Call | Sociology of Sport

Call for Papers | Sociology of Sport

Coordinators:

João Sedas Nunes (FCSH-UNL)

Rahul Kumar (FEUC)

Daniel Seabra (UFP)


Since the late nineteenth century, sport became one of the most powerful markers of social identity and community representation. As a privileged terrain for the establishment of differences and boundaries between groups, for the affirmation of belonging and solidarity and for social and political mobilization, sport is an exceptional laboratory to analyse the transformations in power relations, in organisational models, in normative structures and in the subjectivation processes that mark the experiences of contemporary societies. This is largely the result of the constant tension between the principles of autonomy and heteronomy that have structured modern sport since its inception. It is not surprising, therefore, that the historical constitution of institutions, hierarchies and values specific to the sports field has never prevented it from being also a field in which the most diverse political and ideological programs have been projected and tested.

The Sociology of Sports Section of the Portuguese Sociological Association invites contributions that address sports practices, organizations and ideologies in dialog with the congress theme: «Heated identities: differences, belonging and populism in an effervescent world». Papers can focus on the historical changes of sports worlds from a wide range of objects: from the sphere of officially framed sports practices to the diffuse models of communication that reveal the sportivization of the social, that is to say the extension of the moral grammars and normative basis of different sports worlds to new social domains. We aim to identify and locate the transformative forces that shape contemporary and historical sports worlds in five major dimensions:

  1. The field of sports practices (the social distribution of sports practices, its cultural meanings, sports practice regulation models, etc.);
  2. The spaces of sport (The health club, the stadium, the home, etc.).
  3. The agents of sport (athletes, managers, fans, journalists, police, youtubers, etc.)
  4. Sports organizations and institutions (clubs, media, state, etc.)
  5. Sports cultures (fan cultures, professional cultures, the culturalization of sports, etc.)

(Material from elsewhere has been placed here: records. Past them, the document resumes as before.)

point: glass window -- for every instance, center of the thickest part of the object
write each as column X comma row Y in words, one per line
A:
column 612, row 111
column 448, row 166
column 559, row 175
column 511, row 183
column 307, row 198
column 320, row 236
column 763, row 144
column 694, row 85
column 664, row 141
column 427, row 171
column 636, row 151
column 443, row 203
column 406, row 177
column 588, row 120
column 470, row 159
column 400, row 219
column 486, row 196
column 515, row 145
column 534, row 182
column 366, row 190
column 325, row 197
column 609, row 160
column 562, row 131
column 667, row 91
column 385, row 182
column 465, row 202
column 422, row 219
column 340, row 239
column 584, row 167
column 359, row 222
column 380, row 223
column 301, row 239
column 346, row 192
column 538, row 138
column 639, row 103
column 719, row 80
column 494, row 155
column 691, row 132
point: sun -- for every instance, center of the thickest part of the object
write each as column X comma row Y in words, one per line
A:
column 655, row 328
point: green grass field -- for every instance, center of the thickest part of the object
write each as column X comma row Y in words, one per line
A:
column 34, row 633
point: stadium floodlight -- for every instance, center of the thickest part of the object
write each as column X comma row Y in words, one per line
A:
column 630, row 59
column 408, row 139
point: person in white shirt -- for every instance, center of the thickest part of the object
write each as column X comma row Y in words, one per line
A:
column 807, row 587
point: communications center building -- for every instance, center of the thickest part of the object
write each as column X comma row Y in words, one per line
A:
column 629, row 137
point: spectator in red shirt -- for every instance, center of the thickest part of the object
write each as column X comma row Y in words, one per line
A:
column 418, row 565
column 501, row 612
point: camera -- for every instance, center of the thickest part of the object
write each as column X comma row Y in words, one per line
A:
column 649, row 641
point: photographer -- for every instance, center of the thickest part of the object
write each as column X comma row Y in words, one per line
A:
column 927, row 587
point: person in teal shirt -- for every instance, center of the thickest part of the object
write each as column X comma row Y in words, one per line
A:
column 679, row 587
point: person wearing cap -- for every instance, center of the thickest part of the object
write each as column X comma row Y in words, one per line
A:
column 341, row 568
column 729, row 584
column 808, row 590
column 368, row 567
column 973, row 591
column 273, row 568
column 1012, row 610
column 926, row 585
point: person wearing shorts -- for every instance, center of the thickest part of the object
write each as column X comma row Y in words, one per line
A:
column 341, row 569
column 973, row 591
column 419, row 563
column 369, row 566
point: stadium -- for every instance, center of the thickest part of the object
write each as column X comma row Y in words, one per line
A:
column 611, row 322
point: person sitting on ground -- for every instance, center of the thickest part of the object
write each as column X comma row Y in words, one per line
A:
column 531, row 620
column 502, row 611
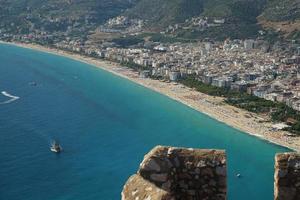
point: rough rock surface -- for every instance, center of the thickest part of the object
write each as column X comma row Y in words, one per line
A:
column 287, row 176
column 170, row 173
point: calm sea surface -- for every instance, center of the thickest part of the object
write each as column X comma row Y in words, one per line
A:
column 105, row 125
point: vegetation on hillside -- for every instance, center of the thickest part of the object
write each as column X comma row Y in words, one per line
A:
column 278, row 112
column 161, row 13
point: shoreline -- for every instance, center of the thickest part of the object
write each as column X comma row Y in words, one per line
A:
column 214, row 107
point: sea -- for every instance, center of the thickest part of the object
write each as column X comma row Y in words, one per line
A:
column 105, row 124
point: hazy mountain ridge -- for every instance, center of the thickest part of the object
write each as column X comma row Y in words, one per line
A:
column 24, row 16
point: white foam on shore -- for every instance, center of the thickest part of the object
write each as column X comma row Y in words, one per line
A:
column 12, row 97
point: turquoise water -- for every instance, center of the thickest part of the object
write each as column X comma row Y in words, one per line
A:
column 105, row 124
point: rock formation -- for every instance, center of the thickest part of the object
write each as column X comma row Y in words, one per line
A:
column 169, row 173
column 287, row 176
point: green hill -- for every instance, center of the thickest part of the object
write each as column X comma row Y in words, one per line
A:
column 160, row 13
column 282, row 10
column 57, row 15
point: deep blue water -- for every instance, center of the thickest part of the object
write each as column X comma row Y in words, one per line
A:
column 105, row 124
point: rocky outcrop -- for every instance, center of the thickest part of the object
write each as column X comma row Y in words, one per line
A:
column 169, row 173
column 287, row 176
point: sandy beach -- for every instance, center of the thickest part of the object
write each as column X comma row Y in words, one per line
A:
column 245, row 121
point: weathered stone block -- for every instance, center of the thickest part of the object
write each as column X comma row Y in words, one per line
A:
column 179, row 173
column 287, row 176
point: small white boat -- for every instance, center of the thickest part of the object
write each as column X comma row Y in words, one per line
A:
column 55, row 147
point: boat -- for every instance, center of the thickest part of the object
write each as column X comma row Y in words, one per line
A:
column 33, row 83
column 55, row 147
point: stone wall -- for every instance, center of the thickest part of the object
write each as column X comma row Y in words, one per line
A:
column 169, row 173
column 287, row 176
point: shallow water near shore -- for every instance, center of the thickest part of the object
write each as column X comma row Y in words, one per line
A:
column 105, row 124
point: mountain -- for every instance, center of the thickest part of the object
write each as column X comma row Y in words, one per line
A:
column 282, row 17
column 243, row 18
column 161, row 13
column 58, row 15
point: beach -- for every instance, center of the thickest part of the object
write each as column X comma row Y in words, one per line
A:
column 214, row 107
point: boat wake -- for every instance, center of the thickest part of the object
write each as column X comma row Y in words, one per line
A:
column 12, row 98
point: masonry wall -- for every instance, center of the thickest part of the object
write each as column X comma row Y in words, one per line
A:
column 169, row 173
column 287, row 176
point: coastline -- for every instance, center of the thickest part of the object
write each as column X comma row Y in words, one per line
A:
column 212, row 106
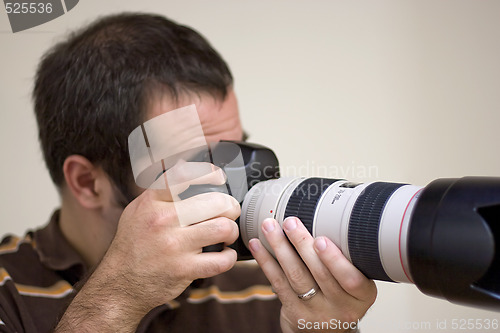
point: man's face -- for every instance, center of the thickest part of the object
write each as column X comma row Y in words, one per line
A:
column 219, row 119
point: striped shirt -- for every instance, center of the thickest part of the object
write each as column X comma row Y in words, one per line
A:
column 39, row 271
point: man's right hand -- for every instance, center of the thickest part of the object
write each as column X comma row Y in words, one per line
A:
column 157, row 251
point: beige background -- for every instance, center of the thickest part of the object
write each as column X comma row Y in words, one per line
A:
column 390, row 90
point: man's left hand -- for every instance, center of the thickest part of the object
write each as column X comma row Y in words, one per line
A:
column 341, row 295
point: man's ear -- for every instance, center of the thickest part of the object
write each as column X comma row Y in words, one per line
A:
column 83, row 180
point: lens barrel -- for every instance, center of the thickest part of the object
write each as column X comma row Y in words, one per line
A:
column 444, row 237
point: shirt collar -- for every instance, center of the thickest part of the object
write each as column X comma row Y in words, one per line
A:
column 54, row 250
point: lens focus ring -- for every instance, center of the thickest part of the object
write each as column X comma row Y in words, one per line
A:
column 364, row 224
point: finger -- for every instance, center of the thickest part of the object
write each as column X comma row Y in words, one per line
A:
column 272, row 270
column 206, row 206
column 183, row 174
column 347, row 275
column 214, row 231
column 209, row 264
column 303, row 242
column 298, row 274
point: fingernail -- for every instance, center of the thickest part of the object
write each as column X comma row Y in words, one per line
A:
column 222, row 175
column 320, row 244
column 290, row 223
column 254, row 244
column 268, row 225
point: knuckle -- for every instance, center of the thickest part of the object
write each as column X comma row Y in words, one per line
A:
column 297, row 274
column 171, row 244
column 354, row 283
column 227, row 261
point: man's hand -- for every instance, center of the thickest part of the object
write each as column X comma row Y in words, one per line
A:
column 343, row 295
column 154, row 257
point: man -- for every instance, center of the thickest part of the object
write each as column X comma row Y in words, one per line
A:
column 115, row 258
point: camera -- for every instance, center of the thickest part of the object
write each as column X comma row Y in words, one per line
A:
column 443, row 237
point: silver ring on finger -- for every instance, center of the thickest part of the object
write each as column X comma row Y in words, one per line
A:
column 307, row 295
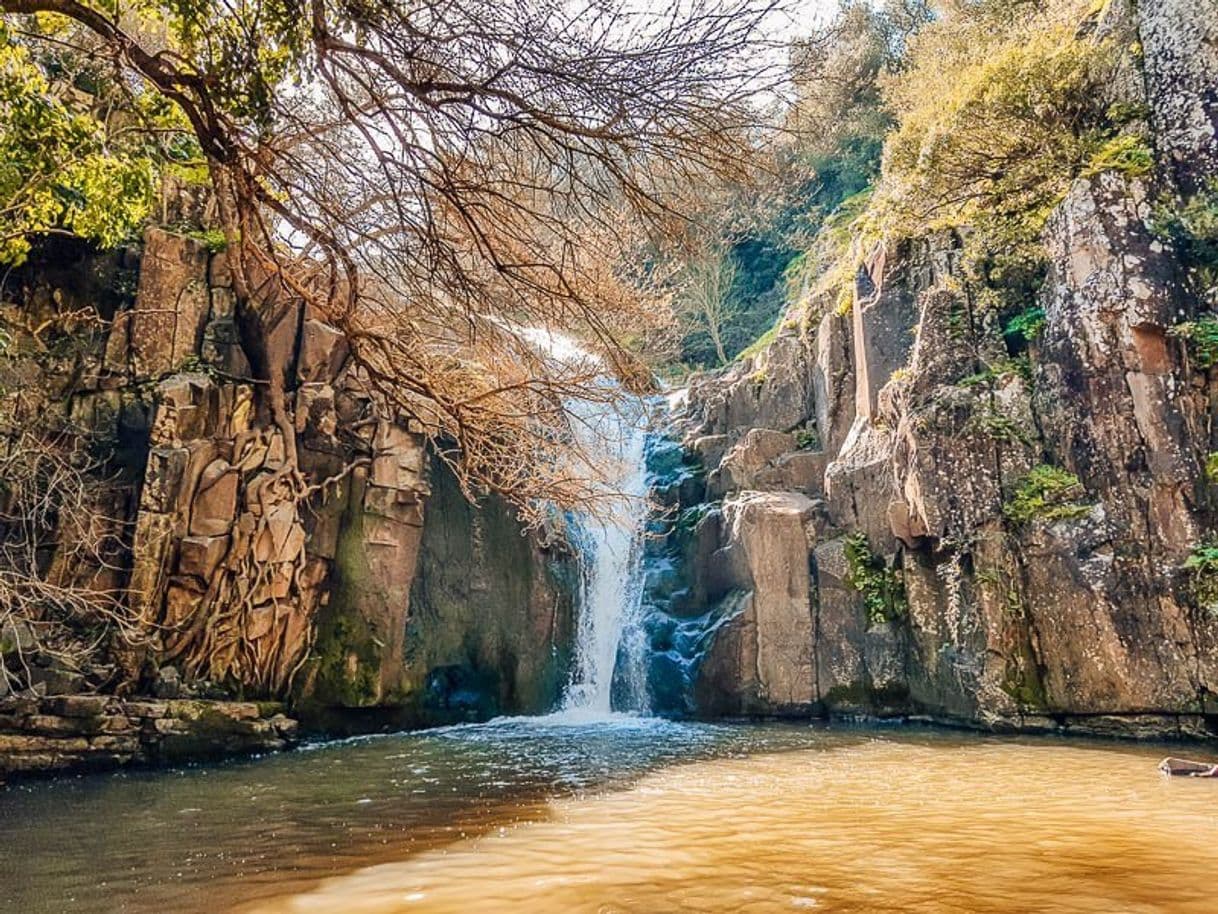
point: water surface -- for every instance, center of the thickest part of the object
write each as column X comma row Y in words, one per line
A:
column 629, row 815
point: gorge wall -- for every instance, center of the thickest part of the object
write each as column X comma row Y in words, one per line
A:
column 899, row 512
column 380, row 597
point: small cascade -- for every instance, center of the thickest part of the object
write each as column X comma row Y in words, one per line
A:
column 609, row 673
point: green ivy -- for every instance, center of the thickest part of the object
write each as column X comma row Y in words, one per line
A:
column 1202, row 339
column 806, row 439
column 1212, row 467
column 1028, row 323
column 882, row 588
column 1191, row 226
column 1127, row 154
column 1045, row 494
column 1202, row 566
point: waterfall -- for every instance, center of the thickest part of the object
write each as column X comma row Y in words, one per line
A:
column 610, row 644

The call is open to communications from all fields of the social sciences and humanities, but also from other non-academic institutions linked to the world of sport (eg. museums, market research, media, data analysis). We are particularly interested in research that seeks to interpret the processes of autonomous and heteronomic transformations of the sports world and in surveying the social forms that articulate the contemporary mutations of the sports field with: a) the production of inequalities (race, gender, class); b) the construction of identities (localism, regionalism, nationalism); c) political ideologies (how are political struggles played out in the sports field and what are the specific political stakes of sports); and, d) organizational reconfigurations (at state level, commodification, third sector, etc) in the context of a general decline of the institutional program.

Looking beyond the sociology of sport is a necessary step towards a more complete understanding of the contribution that this specific research field can make to contemporary methodological and theoretical debates in the social sciences. At the same time, this gesture may contribute to a clearer comprehension of the specificities of the sociology of sport . The challenges presented by the current political situation, but also the contemporary research landscape, make the articulation between sports as a social institution and other institutions of different social worlds, a particularly pressing and critical matter.

Proposals may be submitted in different forms: (a) classic individual or collective communication; b) panels that include, besides communications (a minimum of three and a maximum of four), a moderator and a debate facilitator; c) roundtables (with special emphasis on theoretical and methodological debates); d) discussion sessions of less conventional empirical objects and materials (polemics, films, photographs, soundscapes, etc). Posters and visual documents will be accepted as well short films or videos focused on research projects and interventions. These proposals, notwithstanding the differences between academic and non-academic contexts, should be formulated considering a theoretical framework, objectives, methodologies used, diagnosis, results and conclusions.